Herr Ahammer, HEUKING startete 2024 mit rund 50 Nutzerinnen und Nutzern. Was war damals der Anlass für das Pilotprojekt?

Simon Ahammer: Im Juli 2024 haben wir Harvey AI zusammen mit Microsoft Copilot in einem Pilotprojekt eingeführt, damals mit rund 50 Nutzerinnen und Nutzern, überwiegend Partner und Anwälte. Der Anlass war klar: Die rapide Entwicklung von KI-Werkzeugen, die speziell für den Rechtsmarkt konzipiert sind, ließ sich nicht länger ignorieren. Unsere Erwartung war, dass KI vor allem repetitive Aufgaben beschleunigt und Kapazitäten für die eigentliche anwaltliche Kerntätigkeit freisetzt, strategische Beratung, Verhandlungsführung, Mandantenbegleitung. Diese Erwartung hat sich weitgehend bestätigt. Was wir unterschätzt hatten, war der Koordinationsaufwand bei zwei parallel eingesetzten Tools: Microsoft Copilot und Harvey. Nach Abschluss der Pilotphase zeigte sich, dass Harvey die wachsenden Anforderungen der Kanzlei deutlich besser erfüllte. 

Warum haben Sie Harvey nicht nur für Anwältinnen und Anwälte, sondern auch für Assistenzen, Business Services, wissenschaftliche Mitarbeitende sowie Referendarinnen und Referendare geöffnet?

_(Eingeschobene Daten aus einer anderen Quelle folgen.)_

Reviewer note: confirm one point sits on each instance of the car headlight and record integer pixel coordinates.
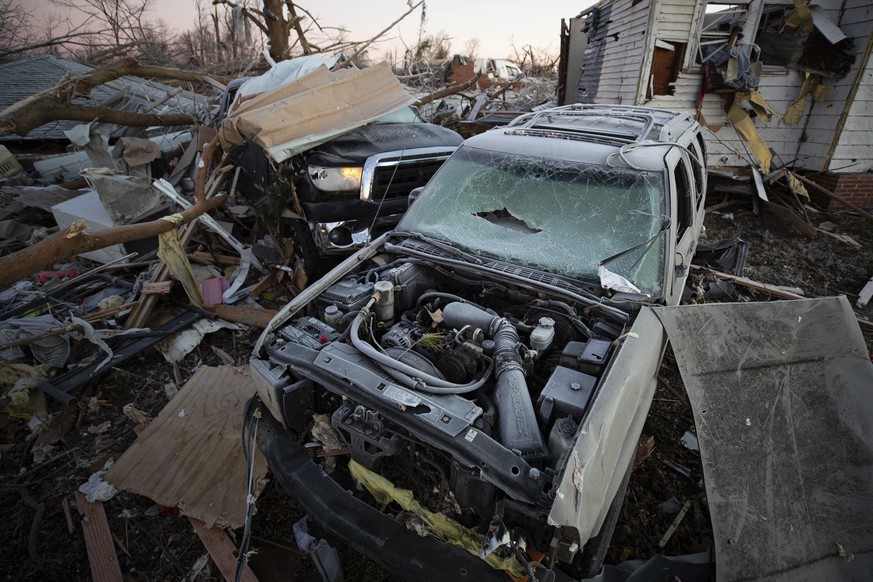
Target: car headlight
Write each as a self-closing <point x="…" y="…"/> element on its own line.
<point x="336" y="179"/>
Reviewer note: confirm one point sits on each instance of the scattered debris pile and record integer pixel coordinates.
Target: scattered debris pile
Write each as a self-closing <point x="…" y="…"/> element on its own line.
<point x="151" y="239"/>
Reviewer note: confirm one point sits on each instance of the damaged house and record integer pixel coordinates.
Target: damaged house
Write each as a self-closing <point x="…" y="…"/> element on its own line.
<point x="778" y="83"/>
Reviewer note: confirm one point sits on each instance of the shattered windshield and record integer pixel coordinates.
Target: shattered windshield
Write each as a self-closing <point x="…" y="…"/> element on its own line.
<point x="557" y="215"/>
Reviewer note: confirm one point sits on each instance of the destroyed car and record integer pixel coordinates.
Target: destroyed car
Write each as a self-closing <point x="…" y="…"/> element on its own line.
<point x="482" y="374"/>
<point x="352" y="187"/>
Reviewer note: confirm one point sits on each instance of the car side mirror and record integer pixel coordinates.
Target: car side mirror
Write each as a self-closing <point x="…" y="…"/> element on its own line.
<point x="413" y="195"/>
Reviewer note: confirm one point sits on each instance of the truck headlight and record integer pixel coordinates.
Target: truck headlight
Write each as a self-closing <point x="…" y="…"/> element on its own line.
<point x="336" y="179"/>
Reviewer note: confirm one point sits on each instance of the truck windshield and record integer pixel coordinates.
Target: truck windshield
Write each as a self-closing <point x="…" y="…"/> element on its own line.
<point x="556" y="215"/>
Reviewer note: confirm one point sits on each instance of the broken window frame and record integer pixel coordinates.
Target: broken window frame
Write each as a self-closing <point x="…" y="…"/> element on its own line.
<point x="756" y="13"/>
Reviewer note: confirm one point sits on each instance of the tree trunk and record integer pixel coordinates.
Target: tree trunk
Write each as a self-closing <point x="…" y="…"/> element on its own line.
<point x="278" y="29"/>
<point x="53" y="104"/>
<point x="61" y="246"/>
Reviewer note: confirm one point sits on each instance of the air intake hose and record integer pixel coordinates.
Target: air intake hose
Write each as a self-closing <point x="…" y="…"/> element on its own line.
<point x="516" y="421"/>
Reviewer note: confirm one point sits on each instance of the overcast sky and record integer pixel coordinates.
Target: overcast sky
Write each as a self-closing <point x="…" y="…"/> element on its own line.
<point x="497" y="24"/>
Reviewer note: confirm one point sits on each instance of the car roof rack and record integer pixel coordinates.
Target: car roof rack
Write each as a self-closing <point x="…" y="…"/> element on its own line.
<point x="611" y="123"/>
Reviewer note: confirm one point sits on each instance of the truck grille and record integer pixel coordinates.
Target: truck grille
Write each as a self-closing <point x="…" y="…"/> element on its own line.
<point x="394" y="174"/>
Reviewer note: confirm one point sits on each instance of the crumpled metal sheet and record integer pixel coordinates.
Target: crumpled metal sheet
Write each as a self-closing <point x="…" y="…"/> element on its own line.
<point x="782" y="394"/>
<point x="53" y="350"/>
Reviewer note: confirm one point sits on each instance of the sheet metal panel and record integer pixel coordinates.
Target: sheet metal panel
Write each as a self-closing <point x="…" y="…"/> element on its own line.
<point x="782" y="394"/>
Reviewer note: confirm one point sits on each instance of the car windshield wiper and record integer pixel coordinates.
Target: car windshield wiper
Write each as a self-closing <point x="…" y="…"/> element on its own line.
<point x="646" y="244"/>
<point x="443" y="246"/>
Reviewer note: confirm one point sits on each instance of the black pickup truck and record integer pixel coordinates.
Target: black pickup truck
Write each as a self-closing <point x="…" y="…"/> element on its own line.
<point x="353" y="187"/>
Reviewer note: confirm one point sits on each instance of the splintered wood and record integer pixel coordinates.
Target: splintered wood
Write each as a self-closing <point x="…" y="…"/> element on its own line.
<point x="98" y="541"/>
<point x="191" y="455"/>
<point x="221" y="550"/>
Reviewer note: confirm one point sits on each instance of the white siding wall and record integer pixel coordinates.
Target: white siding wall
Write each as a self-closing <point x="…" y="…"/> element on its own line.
<point x="854" y="147"/>
<point x="806" y="143"/>
<point x="621" y="52"/>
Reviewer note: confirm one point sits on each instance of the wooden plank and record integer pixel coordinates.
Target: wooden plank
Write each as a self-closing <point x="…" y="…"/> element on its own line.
<point x="866" y="294"/>
<point x="190" y="456"/>
<point x="98" y="541"/>
<point x="774" y="290"/>
<point x="222" y="551"/>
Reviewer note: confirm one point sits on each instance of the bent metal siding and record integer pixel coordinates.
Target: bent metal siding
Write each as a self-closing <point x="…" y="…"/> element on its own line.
<point x="617" y="69"/>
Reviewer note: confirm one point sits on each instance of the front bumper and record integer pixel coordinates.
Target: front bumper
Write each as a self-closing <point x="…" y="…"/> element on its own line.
<point x="357" y="524"/>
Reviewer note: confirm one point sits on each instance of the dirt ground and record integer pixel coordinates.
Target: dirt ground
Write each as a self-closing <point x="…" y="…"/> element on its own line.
<point x="154" y="543"/>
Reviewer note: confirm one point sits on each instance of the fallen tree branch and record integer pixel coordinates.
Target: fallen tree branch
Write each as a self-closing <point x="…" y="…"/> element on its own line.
<point x="53" y="104"/>
<point x="61" y="246"/>
<point x="367" y="43"/>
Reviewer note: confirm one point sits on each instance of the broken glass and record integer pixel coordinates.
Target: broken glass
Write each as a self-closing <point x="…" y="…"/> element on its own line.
<point x="557" y="215"/>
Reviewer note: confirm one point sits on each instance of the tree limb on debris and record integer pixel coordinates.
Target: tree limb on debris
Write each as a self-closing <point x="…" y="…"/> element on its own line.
<point x="370" y="41"/>
<point x="53" y="104"/>
<point x="446" y="91"/>
<point x="61" y="246"/>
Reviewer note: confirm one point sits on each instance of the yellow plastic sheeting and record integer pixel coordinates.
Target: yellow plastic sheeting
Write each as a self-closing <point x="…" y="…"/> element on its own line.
<point x="171" y="252"/>
<point x="811" y="86"/>
<point x="760" y="105"/>
<point x="746" y="129"/>
<point x="448" y="530"/>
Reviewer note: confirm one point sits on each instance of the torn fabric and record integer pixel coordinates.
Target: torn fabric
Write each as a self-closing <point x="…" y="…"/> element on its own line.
<point x="183" y="343"/>
<point x="173" y="255"/>
<point x="446" y="529"/>
<point x="53" y="350"/>
<point x="782" y="396"/>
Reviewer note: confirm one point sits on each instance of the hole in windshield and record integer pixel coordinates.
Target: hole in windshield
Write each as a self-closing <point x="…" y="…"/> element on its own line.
<point x="551" y="214"/>
<point x="504" y="218"/>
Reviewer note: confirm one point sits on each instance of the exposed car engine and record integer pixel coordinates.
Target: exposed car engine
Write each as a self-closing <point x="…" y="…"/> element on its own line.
<point x="473" y="389"/>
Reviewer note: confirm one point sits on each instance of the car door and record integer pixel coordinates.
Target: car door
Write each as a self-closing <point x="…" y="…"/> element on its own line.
<point x="686" y="212"/>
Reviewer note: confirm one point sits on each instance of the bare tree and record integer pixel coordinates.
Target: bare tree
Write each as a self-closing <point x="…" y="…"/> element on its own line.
<point x="76" y="239"/>
<point x="125" y="19"/>
<point x="471" y="48"/>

Die Entscheidung, Harvey nicht auf die Anwaltschaft zu beschränken, folgte einer einfachen Erkenntnis: Die bisherigen Erfahrungen aus der Pilotphase zeigten, dass das Tool auch außerhalb der rein anwaltlichen Tätigkeit erheblichen Nutzen stiftet. Assistenzen, wissenschaftliche Mitarbeitende, Referendarinnen und Referendare sowie Business Services arbeiten nicht isoliert, sie sind integraler Bestandteil der Mandatsbearbeitung. Wenn nur ein Teil des Teams Zugang zu einem leistungsfähigen Werkzeug hat, entstehen unnötige Brüche im Workflow.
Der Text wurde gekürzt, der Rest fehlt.